Example: Consider the cube roots of unity. Verify the value of $\omega$:

$\omega = -\frac{1}{2} + i \frac{\sqrt{3}}{2}$
Compute $\omega^3$:
$\omega^3 = \left(-\frac{1}{2} + i \frac{\sqrt{3}}{2}\right)^3$
This simplifies to $1$.

Properties of Cube Roots of Unity:

• $1 + \omega + \omega^2 = 0$
• $\omega^3 = 1$
• $\omega^2 \cdot \omega = \omega^3 = 1$

Example: Verify the property $1 + \omega + \omega^2 = 0$:

Substitute the values:
$1 + \left(-\frac{1}{2} + i \frac{\sqrt{3}}{2}\right) + \left(-\frac{1}{2} - i \frac{\sqrt{3}}{2}\right)$
Simplify:
$1 - \frac{1}{2} - \frac{1}{2} + i \frac{\sqrt{3}}{2} - i \frac{\sqrt{3}}{2}$
This results in:
$0$.

Trigonometric Identities involving Complex Numbers

Sum of Angles:
$\cos(A + B) = \cos A \cos B - \sin A \sin B$
$\sin(A + B) = \sin A \cos B + \cos A \sin B$.

Double Angle Formulas:
$\cos(2A) = \cos^2 A - \sin^2 A$
$\sin(2A) = 2 \sin A \cos A$.

Triple Angle Formulas:
$\cos(3A) = 4\cos^3 A - 3\cos A$
$\sin(3A) = 3\sin A - 4\sin^3 A$.

Example Question

Question: Verify the identity $\cos(3A) = 4\cos^3 A - 3\cos A$ using De Moivre's Theorem.

Solution:
Step 1: Express $z = \cos A + i \sin A$ in exponential form using Euler's formula:
$z = e^{iA}$.

Step 2: Use De Moivre's Theorem to find $z^3$:
$z^3 = (e^{iA})^3 = e^{i(3A)}$.

Step 3: Convert back to trigonometric form:
$e^{i(3A)} = \cos(3A) + i \sin(3A)$.

Step 4: Expand $z^3$ using binomial expansion:
$z^3 = (\cos A + i \sin A)^3$
$= \cos^3 A + 3i \cos^2 A \sin A - 3 \cos A \sin^2 A - i \sin^3 A$
$= (\cos^3 A - 3 \cos A \sin^2 A) + i (3 \cos^2 A \sin A - \sin^3 A)$.
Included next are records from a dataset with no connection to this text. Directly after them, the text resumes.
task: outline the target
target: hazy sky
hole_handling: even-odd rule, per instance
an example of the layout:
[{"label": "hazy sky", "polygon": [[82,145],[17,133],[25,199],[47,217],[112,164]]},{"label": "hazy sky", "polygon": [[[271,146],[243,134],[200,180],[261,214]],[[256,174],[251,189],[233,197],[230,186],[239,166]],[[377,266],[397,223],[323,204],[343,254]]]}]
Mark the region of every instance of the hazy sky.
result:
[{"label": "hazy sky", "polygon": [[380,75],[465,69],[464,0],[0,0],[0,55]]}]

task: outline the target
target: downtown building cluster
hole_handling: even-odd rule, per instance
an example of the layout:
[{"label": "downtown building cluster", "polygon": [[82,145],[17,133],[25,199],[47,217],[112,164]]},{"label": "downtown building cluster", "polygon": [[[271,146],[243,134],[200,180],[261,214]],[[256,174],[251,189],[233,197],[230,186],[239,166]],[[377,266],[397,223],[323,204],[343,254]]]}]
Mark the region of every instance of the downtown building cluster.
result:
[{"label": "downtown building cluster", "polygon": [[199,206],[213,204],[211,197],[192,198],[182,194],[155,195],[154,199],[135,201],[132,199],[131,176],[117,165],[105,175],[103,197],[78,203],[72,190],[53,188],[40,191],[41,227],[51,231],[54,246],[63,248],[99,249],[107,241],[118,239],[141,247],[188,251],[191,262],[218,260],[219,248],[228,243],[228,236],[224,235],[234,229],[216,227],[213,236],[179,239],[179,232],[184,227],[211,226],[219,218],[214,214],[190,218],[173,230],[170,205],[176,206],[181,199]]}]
Step 5: Equate the real parts:
$\cos(3A) = \cos^3 A - 3 \cos A \sin^2 A$.
Using the Pythagorean identity $\sin^2 A = 1 - \cos^2 A$:
$\cos(3A) = \cos^3 A - 3 \cos A (1 - \cos^2 A)$
$= \cos^3 A - 3 \cos A + 3 \cos^3 A$
$= 4 \cos^3 A - 3 \cos A$.

Therefore, the identity $\cos(3A) = 4 \cos^3 A - 3 \cos A$ is verified.